Amy, The 27 Club & The Curse Of The Promo Schedule

Many of the news reports on the, horrifically tragic & sad, death of Amy Winehouse will undoubtedly mention the thing that first popped into my mind when I read of it on the cover of today’s Observer:

She’s another victim of the curse of 27.

Because Winehouse, like Jim Morrison, Brian Jones, Janis Joplin, Jimi Hendrix, Kurt Cobain and countless others, was a young musician who died, far, far too young, at the age of 27.

But leaving aside the spooky coincidence of this what really strikes me is the difference in what these musicians left behind.

  • Brian Jones, founding member of the Rolling Stones, contributed to around 6 or 7 albums.
  • Janis Joplin, trail-blazing female blues singer, contributed to 4 albums
  • Jim Morrison, singer for the Doors, 9 studio albums
  • Jim Hendrix, greatest guitarist of all time, 3 studio albums & 2 live albums
  • Kurt Cobain, Nirvana vocalist, 3 studio albums & 3 live albums
  • Amy Winehouse – 2 albums

I always felt, particularly after I saw Amy Winehouse play on the Frank tour, that she was not a woman suited for the spotlight. And yet, for a variety of reasons, she was forced on to a treadmill that has led, I think, at least partially to her untimely passing.

She had amazing soul, a great voice, a love of pot & booze, and would undoubtedly have been happier not being forced to go on stage/on the general promo circuit. But, that was the game she was in, and to get through it she seemed to move on from the relatively harmless pleasures that got her through the early days to the stronger and nastier substances that did for her in the end. Undoubtedly there were plenty of leeches, blood suckers and hangers-on cheering her on all the while, not least her useless excuse for an ex-husband. Instead of just being allowed to get on and make amazing music, she was pushed and sucked into a whirlpool of celebrity magazines & meaningless promotional tours.

There really is no way to explain how sad Winehouse’s loss is, particularly whilst a waste of space like Doherty continues to stagger around the place like a puppet who’s strings have been cut. As I write this I’m listening to her first album Frank, an amazing collection of songs written and sung by a strong young woman. That she died a broken, insecure victim of fame is too sad for words.
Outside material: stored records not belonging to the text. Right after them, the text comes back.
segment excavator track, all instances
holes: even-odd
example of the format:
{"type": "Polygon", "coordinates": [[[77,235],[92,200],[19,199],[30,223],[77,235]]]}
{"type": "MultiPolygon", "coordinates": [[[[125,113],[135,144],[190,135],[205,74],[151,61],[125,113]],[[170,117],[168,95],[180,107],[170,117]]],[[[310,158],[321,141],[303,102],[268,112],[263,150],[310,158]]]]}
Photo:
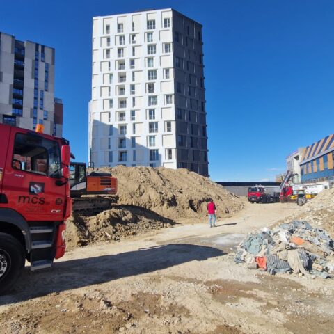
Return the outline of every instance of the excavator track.
{"type": "Polygon", "coordinates": [[[118,196],[82,196],[73,198],[72,212],[80,214],[96,214],[111,209],[118,196]]]}

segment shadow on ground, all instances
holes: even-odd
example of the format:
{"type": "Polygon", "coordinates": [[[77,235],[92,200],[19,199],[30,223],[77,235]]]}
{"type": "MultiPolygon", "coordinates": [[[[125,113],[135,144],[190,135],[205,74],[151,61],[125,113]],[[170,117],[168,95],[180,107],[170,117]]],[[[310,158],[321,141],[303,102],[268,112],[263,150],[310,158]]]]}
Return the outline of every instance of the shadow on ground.
{"type": "Polygon", "coordinates": [[[26,267],[10,294],[0,296],[0,305],[223,255],[223,251],[212,247],[173,244],[116,255],[56,262],[53,268],[40,271],[31,272],[26,267]]]}

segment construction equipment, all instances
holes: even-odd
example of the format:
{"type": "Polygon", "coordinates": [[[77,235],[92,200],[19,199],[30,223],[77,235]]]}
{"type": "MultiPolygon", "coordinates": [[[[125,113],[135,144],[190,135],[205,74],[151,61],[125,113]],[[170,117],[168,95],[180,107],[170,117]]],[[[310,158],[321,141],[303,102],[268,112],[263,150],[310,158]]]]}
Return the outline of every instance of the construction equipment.
{"type": "Polygon", "coordinates": [[[93,166],[87,168],[84,162],[70,163],[70,184],[74,212],[101,212],[118,199],[117,179],[111,173],[95,172],[93,166]]]}
{"type": "Polygon", "coordinates": [[[247,198],[251,203],[274,203],[278,202],[280,187],[261,184],[248,188],[247,198]]]}
{"type": "Polygon", "coordinates": [[[51,267],[65,253],[72,211],[68,141],[0,124],[0,294],[24,267],[51,267]]]}
{"type": "Polygon", "coordinates": [[[296,202],[298,199],[298,191],[303,191],[305,198],[310,200],[315,197],[320,191],[329,188],[329,182],[319,183],[299,183],[286,185],[280,192],[280,202],[296,202]]]}

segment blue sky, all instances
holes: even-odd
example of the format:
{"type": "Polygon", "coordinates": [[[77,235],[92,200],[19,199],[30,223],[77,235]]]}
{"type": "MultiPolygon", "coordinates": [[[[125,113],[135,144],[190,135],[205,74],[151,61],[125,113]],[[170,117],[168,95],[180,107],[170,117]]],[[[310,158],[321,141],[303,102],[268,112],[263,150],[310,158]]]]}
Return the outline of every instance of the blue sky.
{"type": "Polygon", "coordinates": [[[331,0],[3,1],[0,31],[56,49],[77,161],[87,161],[92,17],[164,8],[203,25],[213,180],[272,180],[287,154],[334,132],[331,0]]]}

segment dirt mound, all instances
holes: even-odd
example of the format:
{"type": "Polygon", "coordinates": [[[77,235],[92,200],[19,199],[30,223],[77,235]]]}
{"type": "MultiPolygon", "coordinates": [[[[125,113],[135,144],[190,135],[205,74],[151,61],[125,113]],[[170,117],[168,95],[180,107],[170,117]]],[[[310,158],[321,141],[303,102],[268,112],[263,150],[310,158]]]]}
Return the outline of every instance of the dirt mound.
{"type": "Polygon", "coordinates": [[[67,221],[69,248],[114,240],[170,226],[175,222],[203,221],[212,198],[218,218],[240,211],[244,200],[207,177],[186,169],[124,167],[99,168],[118,182],[118,202],[93,216],[73,214],[67,221]]]}
{"type": "Polygon", "coordinates": [[[326,230],[334,237],[334,188],[323,190],[284,221],[292,219],[307,221],[315,226],[326,230]]]}
{"type": "Polygon", "coordinates": [[[95,241],[119,241],[173,224],[170,219],[148,209],[117,206],[93,216],[73,214],[67,221],[66,242],[71,249],[95,241]]]}
{"type": "Polygon", "coordinates": [[[100,168],[118,180],[119,204],[149,209],[169,219],[202,218],[212,198],[218,218],[244,207],[244,200],[207,177],[186,169],[150,167],[100,168]]]}

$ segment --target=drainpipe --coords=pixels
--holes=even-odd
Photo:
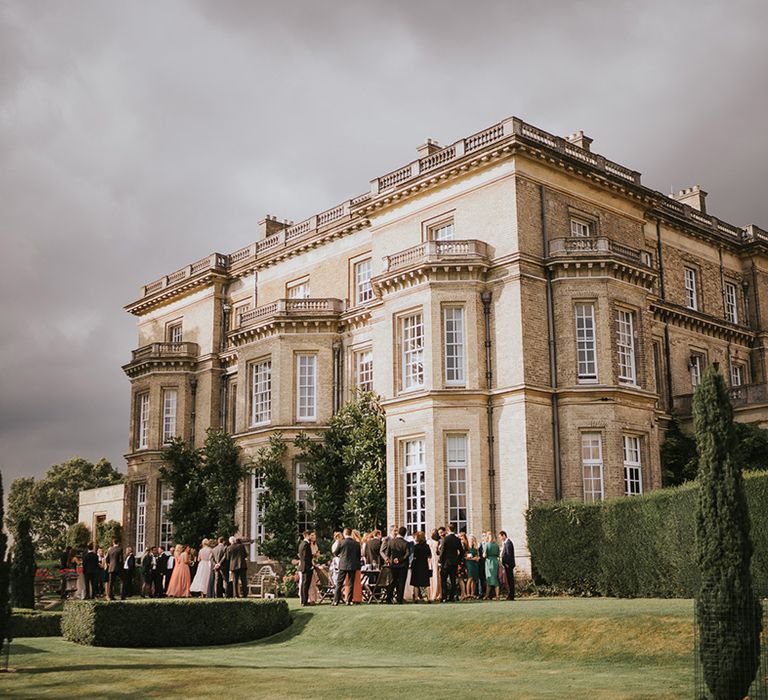
[[[192,377],[189,380],[189,388],[192,391],[192,431],[190,433],[189,441],[192,447],[195,446],[195,420],[197,417],[197,377]]]
[[[544,185],[539,185],[539,200],[541,203],[541,236],[544,245],[544,256],[548,255],[549,241],[547,238],[547,209]],[[547,340],[549,345],[549,385],[552,388],[552,452],[555,471],[555,500],[563,497],[562,463],[560,460],[560,405],[557,395],[557,343],[555,341],[555,305],[552,298],[552,270],[544,265],[544,276],[547,281]]]
[[[488,389],[488,399],[485,403],[485,412],[488,419],[488,484],[489,504],[491,515],[491,532],[496,532],[496,468],[494,460],[493,435],[493,365],[491,362],[491,292],[480,292],[480,301],[483,302],[483,320],[485,321],[485,386]]]
[[[661,219],[656,219],[656,256],[659,259],[659,291],[662,300],[666,300],[667,294],[664,287],[664,258],[661,255]],[[664,364],[667,375],[667,413],[672,411],[672,351],[669,340],[669,320],[664,317]]]

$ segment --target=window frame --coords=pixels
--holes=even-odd
[[[590,314],[579,314],[580,309],[589,309]],[[577,301],[573,305],[574,313],[574,332],[576,339],[576,378],[579,384],[597,384],[599,381],[598,364],[597,364],[597,314],[595,312],[594,301]],[[584,320],[584,326],[579,327],[579,321]],[[591,329],[587,328],[586,321],[591,322]],[[591,332],[591,339],[586,337]],[[580,337],[580,335],[584,337]],[[581,345],[584,344],[584,347]],[[585,359],[582,360],[582,353],[584,353]],[[590,360],[588,355],[591,353],[592,359]],[[592,365],[593,372],[583,371],[582,366],[588,369],[589,365]]]
[[[460,328],[456,328],[455,324],[457,319],[448,318],[449,314],[459,312]],[[443,306],[443,381],[445,385],[449,387],[466,387],[467,385],[467,312],[464,304],[445,304]],[[454,324],[452,331],[449,331],[449,323]],[[453,342],[449,342],[449,333],[453,333],[454,336],[460,336],[459,340],[455,339]],[[452,350],[452,352],[451,352]],[[449,366],[449,358],[454,361],[454,366]],[[454,377],[449,377],[451,372],[455,373]]]
[[[634,448],[628,448],[634,442]],[[636,453],[637,459],[628,459],[630,453]],[[624,495],[643,495],[643,442],[641,435],[622,435],[622,456],[624,464]],[[634,490],[636,488],[636,490]]]
[[[295,357],[296,422],[312,423],[317,420],[317,353],[297,352]],[[308,360],[312,360],[312,362],[307,364],[306,361]],[[303,363],[305,366],[302,366]],[[307,372],[308,368],[311,368],[311,371]],[[306,383],[305,380],[308,379],[311,379],[311,383]],[[305,389],[307,394],[303,395],[302,392]],[[308,411],[309,408],[311,408],[311,412]]]
[[[264,376],[258,378],[257,368],[264,368]],[[248,370],[249,400],[248,426],[258,428],[269,425],[272,422],[272,358],[265,357],[250,363]],[[260,387],[260,391],[257,391]],[[262,407],[263,412],[257,412],[257,406]],[[266,408],[264,408],[266,407]],[[264,417],[263,414],[266,414]],[[260,418],[257,420],[257,418]]]
[[[596,444],[597,457],[585,457],[585,439],[595,439],[596,443],[592,443],[589,449],[592,450]],[[590,474],[587,476],[587,469],[589,468]],[[594,469],[597,468],[598,475],[595,476]],[[594,484],[599,483],[599,492],[595,490]],[[599,430],[584,430],[581,433],[581,483],[582,483],[582,496],[585,503],[597,503],[605,500],[605,462],[603,457],[603,434]],[[589,484],[589,488],[587,485]]]

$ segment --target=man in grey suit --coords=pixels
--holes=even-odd
[[[113,538],[112,546],[107,550],[106,561],[109,574],[107,579],[107,598],[114,600],[116,584],[120,580],[120,574],[123,571],[123,548],[120,546],[120,541],[117,538]]]
[[[501,538],[501,565],[507,574],[507,583],[509,584],[509,593],[507,600],[515,599],[515,546],[512,540],[507,537],[507,533],[502,530],[499,533]]]
[[[216,598],[226,597],[229,582],[229,561],[227,561],[227,545],[223,537],[219,537],[211,553],[213,566],[213,594]]]
[[[336,593],[333,596],[333,604],[339,604],[341,589],[344,587],[344,581],[349,577],[347,605],[352,605],[352,596],[355,589],[355,571],[360,568],[360,543],[352,537],[351,528],[344,528],[344,537],[333,543],[331,551],[339,558],[339,575],[336,577]]]
[[[226,556],[233,580],[232,597],[245,598],[248,595],[248,552],[239,537],[227,547]]]

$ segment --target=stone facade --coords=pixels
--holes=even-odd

All we’re left with is the memory of her brilliance (one, if not two, of the best albums of the last ten years, and the greatest single of the noughties), and the wrenching thought that she could have been a new Aretha Franklin, bringing joy to music lovers for decades instead of years. The James Bond theme that should have been, but never was, is just the smallest part of this.

The fact that such beauty has been snuffed out on the same day that a crazed killer claimed his actions, in shooting defenceless children, were ‘necessary’, doesn’t bear thinking about.

2 measly, but brilliant, albums is such a poor memorial to such an amazing young woman. I wish her poor, poor family every condolence – I can not imagine what suffering such loss, in the public eye, after a slow-motion suicide attempt lasting 5 years, must be like.

Listening to her music again today, I can’t help but be saddened by the irony of her death when you consider that one of her greatest tracks included the refrain

I can’t help you if you won’t help yourself

Amy Winehouse: RIP. In the end, she simply couldn’t help herself.